Qin Xiao (Chinese: 秦晓; pinyin: Qín Xiǎo; born April 1947) is a Chinese former banker and promoter of economic and financial reform. Among numerous senior positions in the state-controlled sector, Qin was the chairman of China Merchants Group and China Merchants Bank from the 2001 to 2010. He is the founding chairman of the Hong Kong-registered Boyuan Foundation,[1][2]
Biography
editQin's father Qin Lisheng was a senior party cadre. When in high school in 1966, the Cultural Revolution began and Qin Xiao became a Red Guard. As many Red Guards were in fact targeting people such as his father, Qin created a faction that defended against such radical attacks. At the end of the Cultural Revolution, like many former Red Guards he was relocated to the countryside (in his case Inner Mongolia).[3]
Business
editAfter several years working in government (including time at the Coal and Oil ministries),[4] Qin Xiao became vice chairman of the board and general manager in China International Trust & Investment Corp and then chairman of the board in CITIC Bank. In 2001 he was appointed chairman of the board of China Merchants Group, in difficulty since the Asian financial crisis of 1997, and turned the troubled financial conglomerate around. During his time there, annual growth reached 20 per cent, total assets increased more than 400 per cent and net profits increased about 20-fold.[3] Also in 2001, he served as chairman of the APEC Business Advisory Council, where he regularly promoted economic liberalization.[5] In 2008 he became a non-executive director of China Telecom.[4][6] He is also the honorary chairman of Hong Kong Chinese Enterprises Association[7] and an adviser to the China Finance 40 Forum (CF40).[8]
Politics
editIn 2010 he retired from full-time business, stating he wished to become a "public intellectual".[9] Since then, he has used his position as a respected business leader and chairman of the Boyuan Foundation to promote "universal values"[3] (a loaded term in Chinese politics often associated with Western-style human rights and democracy), political reform[3] and economic reform[10] in China, whilst building a network of like-minded movers and shakers.[9] As well as major Chinese figures, the Boyuan Foundation includes such Western luminaries as Brent Scowcroft and Leon Brittan.[1]
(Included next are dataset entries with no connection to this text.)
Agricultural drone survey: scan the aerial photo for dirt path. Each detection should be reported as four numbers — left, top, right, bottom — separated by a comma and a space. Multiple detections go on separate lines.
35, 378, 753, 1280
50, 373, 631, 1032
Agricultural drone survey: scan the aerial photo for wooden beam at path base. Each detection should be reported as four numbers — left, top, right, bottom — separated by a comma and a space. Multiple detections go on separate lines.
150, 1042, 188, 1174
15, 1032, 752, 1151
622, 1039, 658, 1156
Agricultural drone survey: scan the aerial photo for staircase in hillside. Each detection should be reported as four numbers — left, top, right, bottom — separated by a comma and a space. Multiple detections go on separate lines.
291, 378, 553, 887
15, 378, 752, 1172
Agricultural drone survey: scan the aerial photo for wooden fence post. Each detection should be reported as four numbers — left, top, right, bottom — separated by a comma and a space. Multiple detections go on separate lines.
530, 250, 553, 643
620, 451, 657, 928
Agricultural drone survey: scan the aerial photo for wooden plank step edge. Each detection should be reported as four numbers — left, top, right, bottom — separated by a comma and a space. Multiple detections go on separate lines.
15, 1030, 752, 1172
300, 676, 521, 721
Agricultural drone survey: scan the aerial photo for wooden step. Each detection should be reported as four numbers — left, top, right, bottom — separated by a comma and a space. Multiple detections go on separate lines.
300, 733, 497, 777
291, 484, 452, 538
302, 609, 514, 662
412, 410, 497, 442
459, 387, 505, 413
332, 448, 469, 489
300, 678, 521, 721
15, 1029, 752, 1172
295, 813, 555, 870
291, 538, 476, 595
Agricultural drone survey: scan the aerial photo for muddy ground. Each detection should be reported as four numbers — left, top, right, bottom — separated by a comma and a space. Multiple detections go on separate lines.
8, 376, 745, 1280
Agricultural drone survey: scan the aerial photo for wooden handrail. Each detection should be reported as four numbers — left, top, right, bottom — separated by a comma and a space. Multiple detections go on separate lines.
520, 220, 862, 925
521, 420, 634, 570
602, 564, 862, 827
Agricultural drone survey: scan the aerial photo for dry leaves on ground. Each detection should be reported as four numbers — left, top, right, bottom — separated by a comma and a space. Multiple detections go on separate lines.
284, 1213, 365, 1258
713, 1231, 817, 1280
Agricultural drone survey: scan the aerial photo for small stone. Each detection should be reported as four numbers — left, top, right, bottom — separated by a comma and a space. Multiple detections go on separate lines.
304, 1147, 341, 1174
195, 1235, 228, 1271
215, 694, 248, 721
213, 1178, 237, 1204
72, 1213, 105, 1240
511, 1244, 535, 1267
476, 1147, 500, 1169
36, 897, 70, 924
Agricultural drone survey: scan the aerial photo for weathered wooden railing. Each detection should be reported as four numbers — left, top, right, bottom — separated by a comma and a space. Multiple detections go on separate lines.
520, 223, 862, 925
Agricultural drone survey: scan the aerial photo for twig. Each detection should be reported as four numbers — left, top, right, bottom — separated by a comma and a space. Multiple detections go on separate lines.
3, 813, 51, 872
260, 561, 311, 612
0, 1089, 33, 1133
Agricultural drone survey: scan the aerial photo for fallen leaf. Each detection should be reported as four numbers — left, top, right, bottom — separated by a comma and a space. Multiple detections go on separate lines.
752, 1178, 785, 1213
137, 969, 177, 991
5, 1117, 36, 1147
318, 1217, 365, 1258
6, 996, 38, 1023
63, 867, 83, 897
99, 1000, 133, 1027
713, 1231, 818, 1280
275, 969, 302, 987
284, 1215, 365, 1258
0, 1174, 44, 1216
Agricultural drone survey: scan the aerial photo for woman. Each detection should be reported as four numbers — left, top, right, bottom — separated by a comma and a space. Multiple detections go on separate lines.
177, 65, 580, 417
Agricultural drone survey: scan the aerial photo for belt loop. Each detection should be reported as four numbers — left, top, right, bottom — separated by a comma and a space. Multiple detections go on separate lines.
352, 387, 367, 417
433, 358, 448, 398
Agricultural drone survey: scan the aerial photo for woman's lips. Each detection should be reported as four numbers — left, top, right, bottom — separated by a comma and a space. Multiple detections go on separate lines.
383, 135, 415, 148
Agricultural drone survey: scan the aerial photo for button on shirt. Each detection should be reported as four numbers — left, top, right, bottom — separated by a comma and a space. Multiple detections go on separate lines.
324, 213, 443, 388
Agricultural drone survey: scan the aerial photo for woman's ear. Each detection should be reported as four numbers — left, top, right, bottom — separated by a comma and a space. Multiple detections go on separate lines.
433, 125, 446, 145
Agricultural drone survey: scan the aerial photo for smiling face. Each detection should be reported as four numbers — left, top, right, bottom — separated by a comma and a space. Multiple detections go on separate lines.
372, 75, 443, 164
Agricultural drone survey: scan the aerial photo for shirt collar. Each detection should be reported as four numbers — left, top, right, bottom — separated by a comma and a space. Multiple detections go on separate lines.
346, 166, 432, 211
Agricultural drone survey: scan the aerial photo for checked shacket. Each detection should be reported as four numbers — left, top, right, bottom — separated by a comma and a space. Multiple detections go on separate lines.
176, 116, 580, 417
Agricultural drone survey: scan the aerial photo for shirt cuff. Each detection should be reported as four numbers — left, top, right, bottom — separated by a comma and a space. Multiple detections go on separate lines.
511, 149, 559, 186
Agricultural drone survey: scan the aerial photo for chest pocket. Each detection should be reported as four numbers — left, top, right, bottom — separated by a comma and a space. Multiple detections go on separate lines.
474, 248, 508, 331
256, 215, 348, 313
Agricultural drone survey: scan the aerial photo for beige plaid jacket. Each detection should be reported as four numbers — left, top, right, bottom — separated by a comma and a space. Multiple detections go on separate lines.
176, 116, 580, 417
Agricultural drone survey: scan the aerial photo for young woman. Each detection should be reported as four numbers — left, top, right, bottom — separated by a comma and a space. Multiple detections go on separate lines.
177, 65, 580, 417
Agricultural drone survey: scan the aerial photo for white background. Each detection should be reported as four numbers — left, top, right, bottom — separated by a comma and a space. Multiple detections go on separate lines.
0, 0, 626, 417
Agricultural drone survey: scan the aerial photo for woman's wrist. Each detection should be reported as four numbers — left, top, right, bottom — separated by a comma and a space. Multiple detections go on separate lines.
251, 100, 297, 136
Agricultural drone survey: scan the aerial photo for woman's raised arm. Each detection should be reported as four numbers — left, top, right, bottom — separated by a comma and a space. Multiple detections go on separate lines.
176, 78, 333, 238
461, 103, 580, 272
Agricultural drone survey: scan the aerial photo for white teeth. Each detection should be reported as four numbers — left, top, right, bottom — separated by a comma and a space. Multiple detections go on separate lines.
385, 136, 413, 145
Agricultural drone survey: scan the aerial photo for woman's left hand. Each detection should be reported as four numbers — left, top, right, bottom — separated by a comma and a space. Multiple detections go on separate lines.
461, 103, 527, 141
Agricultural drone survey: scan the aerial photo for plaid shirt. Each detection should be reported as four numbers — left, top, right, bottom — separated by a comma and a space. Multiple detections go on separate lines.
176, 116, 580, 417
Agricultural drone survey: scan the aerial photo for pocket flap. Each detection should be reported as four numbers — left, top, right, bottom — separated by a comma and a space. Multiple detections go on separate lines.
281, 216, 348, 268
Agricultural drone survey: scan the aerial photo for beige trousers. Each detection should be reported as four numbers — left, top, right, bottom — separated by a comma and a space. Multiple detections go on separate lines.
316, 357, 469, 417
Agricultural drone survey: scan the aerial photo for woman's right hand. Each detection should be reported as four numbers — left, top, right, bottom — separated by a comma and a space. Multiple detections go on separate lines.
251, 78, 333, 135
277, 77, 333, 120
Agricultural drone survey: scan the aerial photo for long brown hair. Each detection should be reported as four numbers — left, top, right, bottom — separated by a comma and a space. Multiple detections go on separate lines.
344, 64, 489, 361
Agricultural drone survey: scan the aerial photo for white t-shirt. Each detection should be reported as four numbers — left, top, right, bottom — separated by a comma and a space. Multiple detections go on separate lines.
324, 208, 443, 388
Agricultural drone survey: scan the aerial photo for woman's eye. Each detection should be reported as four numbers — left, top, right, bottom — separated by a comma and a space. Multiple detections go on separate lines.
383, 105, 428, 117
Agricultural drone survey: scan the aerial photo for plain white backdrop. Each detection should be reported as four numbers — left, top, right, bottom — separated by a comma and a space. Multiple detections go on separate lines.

He has explicitly and repeatedly stated his opposition to the so-called "China Model" of politics and economics (mixing authoritarianism and state-owned enterprises with some market economics).[citation needed] On other occasions, he has said “the government should stay within the government’s functions” and “power cannot be mixed and sold.”[3] His calls for more liberal political and economic reform and less government involvement have earned him the enmity of Chinese New Left.[9]
His involvement in (non-Red Guard) politics dates back at least to 1983, when Qin began working as a party official at the Chinese Communist Party's power centre in Zhongnanhai, including stints as a member of the Communist Party’s Central Committee Political Bureau and secretary to Song Renqiong, a former secretary of the party's central secretariat.[3] He is further connected to the princelings of the party by family relation: his sister is married to a son of Chen Yun, one of the Eight Immortals.[9]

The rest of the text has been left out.